We have then, in order to know whether the moon is a reflector, merely to ascertain whether the light which we receive from her is, or is not the same, in .character as that received from the sun.
1st. The sun's light is generally, and in an ordinary state of the atmosphere, of an oppressive, fierce, semi-golden, pyro-phosphorescent character; while that of the moon is pale, silvery and gentle; and when shining most brightly is mild and non-pyrotic.

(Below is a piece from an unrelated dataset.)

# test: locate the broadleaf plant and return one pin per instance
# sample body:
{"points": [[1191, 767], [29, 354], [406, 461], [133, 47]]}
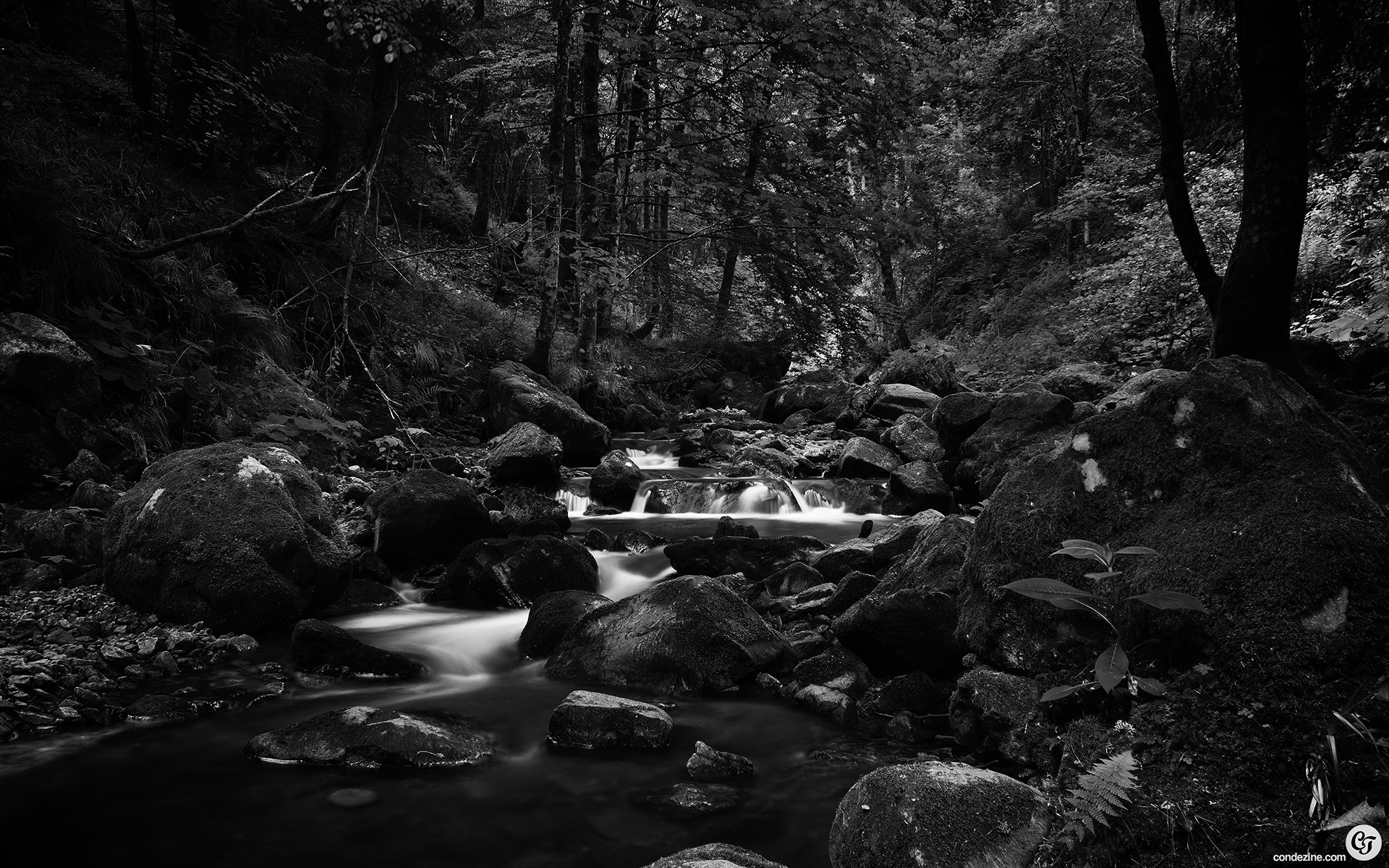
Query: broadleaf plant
{"points": [[1111, 667]]}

2nd. The sun's light is warm, drying, and preservative, or
antiseptic; animal and vegetable substances exposed to it soon dry, coagulate, shrink, and lose their tendency to decompose and become putrid. Hence grapes and other fruits by long exposure to sunlight become solid, and partially candied and preserved; as instanced in raisins, prunes, dates, and ordinary grocers' currants. Hence, too, fish and flesh by similar exposure lose their gaseous and other volatile constituents and by coagulation of their albuminous and other compounds become firm and dry, and less liable to decay; in this way various kinds of fish and flesh well known to travellers are preserved for use.
The light of the moon is damp, cold, and powerfully septic; and animal and nitrogenous vegetable substances. exposed to it soon show symptoms of putrefaction. Even living creatures by long exposure to the moon's rays, become morbidly affected. It is a common thing on board vessels going through tropical regions, for written or printed notices to be issued, prohibiting persons from sleeping on deck exposed to full moonlight, experience having proved that such exposure is often followed by injurious consequences.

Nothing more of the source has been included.